Patti's Comments: This is true for people with disabilities of all ages!
Excerpt from azcentral.com: (click for entire article)
Every day, tens of thousands of Arizona's most vulnerable seniors rely on in-home caregivers to look after them in their declining years.
These tireless aides spend hours helping with tasks the elderly can no longer do by themselves, from light housekeeping to dressing and bathing, and are often their only regular contact with the outside world.
But this burgeoning sector of the health industry remains virtually unregulated.
And as it grows rapidly in tandem with an aging population, there are concerns that it's employing too many unqualified workers and attracting a few unscrupulous ones who prey on the infirm by defrauding and abusing the very people they are paid to take care of.
Arizona is one of more than 20 states that don't license or monitor businesses that provide non-medical home care for seniors.

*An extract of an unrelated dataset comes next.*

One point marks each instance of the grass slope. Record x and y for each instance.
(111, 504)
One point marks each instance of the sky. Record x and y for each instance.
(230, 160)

There are no rules that require the men and women who spend hours each week alone with elderly residents to know basic first aid or CPR. Nor are there any laws on the books that compel home-care companies to carry out criminal background checks on applicants, meaning ex-convicts can end up as caregivers.
"Anyone in the state can hang up their sign and get business cards and say, 'I have a home-care agency,' and the consumer doesn't know who is going to be going into the house or what background they have," said Gail Silverstein, president of Care Corner Personal Services, who is pushing for licensing laws.
"These are people who are going into the homes of vulnerable adults. There's a lot to be concerned about," she said.